Заученно я сообщил отзыв:
— «Может быть, но прогноз погоды обещал ясное небо». Не забыл и три буквы с двумя цифрами, означающие «хвоста нет, можно работать».
— А чем это от вас так вкусно пахнет? — нахмурился Виктор.
В списке паролей подобного вопроса не было, поэтому ответил вне протокола, но честно:
— Цыплята табака. Цинандали и лаваш.
— Везет людям, — гулко сглотнув, пробормотал он.
— Мне сказали, вы будете с семьей, — со всем вниманием я приглядывался к гуляющей вокруг публике, но рядом никто не задерживался. На периферии зрения, кажется, мелькнула улыбка Вики, впрочем, мог и ошибиться.
— Буду с семьей, только не сегодня, — Виктор смотрел в глаза. — До лучших времен перевез в надежное место.
— Раз никого не ждем, может пойдем? — я обернулся, передавая Анюте пакет.
— Вот так, сразу? — кажется, полковник опешил.
— А чего тянуть? Расстегивайте вашу гавайку, в этом людском водовороте никто ничего и не заметит. Только мне придется вас обнять.
— Вика говорила… — кивнул он несколько растерянно.
Выглядел Виктор в точности, так описывала Нина: худощавый, ниже среднего роста мужчина. Обычное славянское лицо, ничего приметного — пройдешь мимо, не заметишь. Издалека его можно было принять за подростка, тем более что одежду он подобрал соответствующую. Людей такого типа называют «вечными мальчиками».
— Вернемся через минуту, — я оглянулся, и Анюта ободряюще улыбнулась.
— С детства не люблю с мужиками обниматься, да делать нечего, — решился Острожный. — Действуйте.

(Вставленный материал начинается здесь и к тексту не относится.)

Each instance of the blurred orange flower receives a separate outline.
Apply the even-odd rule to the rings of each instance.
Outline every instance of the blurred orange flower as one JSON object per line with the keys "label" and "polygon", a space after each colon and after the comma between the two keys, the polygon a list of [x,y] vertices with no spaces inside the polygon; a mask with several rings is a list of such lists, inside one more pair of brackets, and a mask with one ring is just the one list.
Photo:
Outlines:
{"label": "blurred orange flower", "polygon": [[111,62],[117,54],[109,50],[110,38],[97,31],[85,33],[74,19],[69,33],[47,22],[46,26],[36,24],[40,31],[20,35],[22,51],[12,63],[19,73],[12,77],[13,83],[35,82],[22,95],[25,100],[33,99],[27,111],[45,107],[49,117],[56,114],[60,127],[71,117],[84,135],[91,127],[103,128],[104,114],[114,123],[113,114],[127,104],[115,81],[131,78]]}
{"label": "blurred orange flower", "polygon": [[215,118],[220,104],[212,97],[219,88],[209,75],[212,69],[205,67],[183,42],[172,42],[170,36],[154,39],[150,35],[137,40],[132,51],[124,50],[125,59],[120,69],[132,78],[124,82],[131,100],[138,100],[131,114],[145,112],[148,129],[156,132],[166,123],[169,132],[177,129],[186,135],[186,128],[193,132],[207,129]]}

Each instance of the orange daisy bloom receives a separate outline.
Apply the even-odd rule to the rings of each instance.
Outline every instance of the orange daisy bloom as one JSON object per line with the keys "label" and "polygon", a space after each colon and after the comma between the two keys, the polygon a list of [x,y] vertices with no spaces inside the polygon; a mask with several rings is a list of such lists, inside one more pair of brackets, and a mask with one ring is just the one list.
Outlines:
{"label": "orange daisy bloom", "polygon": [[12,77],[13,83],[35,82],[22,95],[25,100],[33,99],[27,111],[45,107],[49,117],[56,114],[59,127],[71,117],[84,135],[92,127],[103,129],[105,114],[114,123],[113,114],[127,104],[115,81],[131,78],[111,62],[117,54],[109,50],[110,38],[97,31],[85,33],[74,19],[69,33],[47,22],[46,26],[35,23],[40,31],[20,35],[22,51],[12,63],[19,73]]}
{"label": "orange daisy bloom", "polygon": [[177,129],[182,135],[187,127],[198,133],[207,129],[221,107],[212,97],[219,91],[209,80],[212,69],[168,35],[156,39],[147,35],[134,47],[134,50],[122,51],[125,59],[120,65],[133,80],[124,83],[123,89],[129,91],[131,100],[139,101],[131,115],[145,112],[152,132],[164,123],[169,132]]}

Он позволил себя прижать, и мы переместились в больничную палату. Видимо, доклад обстановки от Вики поступил подробный — полковник Острожный сразу направился в сторону белой мумии с частично разбинтованным лицом.
— Картина маслом, — сообщил он вслух после короткого осмотра. — Крепко тебя отделали, Нинок. Но ничего, дай срок, расквитаемся.
— Виктор, не смотри на меня! — капризным тоном приказала Нина. — Вот, познакомься, это полковник Уваров.
Коля, завершающий сервировку стола, кивнул:
— Николай Сергеич Уваров.
— Ну а с Антоном Михалычем ты уже знаком, — Нина величественно махнула рукой.
— Наслышан, наслышан. Антон Михалыч совершил чудо, — Острожный усмехнулся, разглядывая меня. Он помолчал и добавил: — Избавил Вику от зубной боли.
— Кажется, это сделал зубной врач…
— Врач — простой инструмент, а дочь кто-то должен был заставить! Вы, Антон Михалыч, мертвого уговорите, ей богу. Прямо гиперболоид инженера Гарина.
— Может быть, голова профессора Доуэля? — предположила Нина.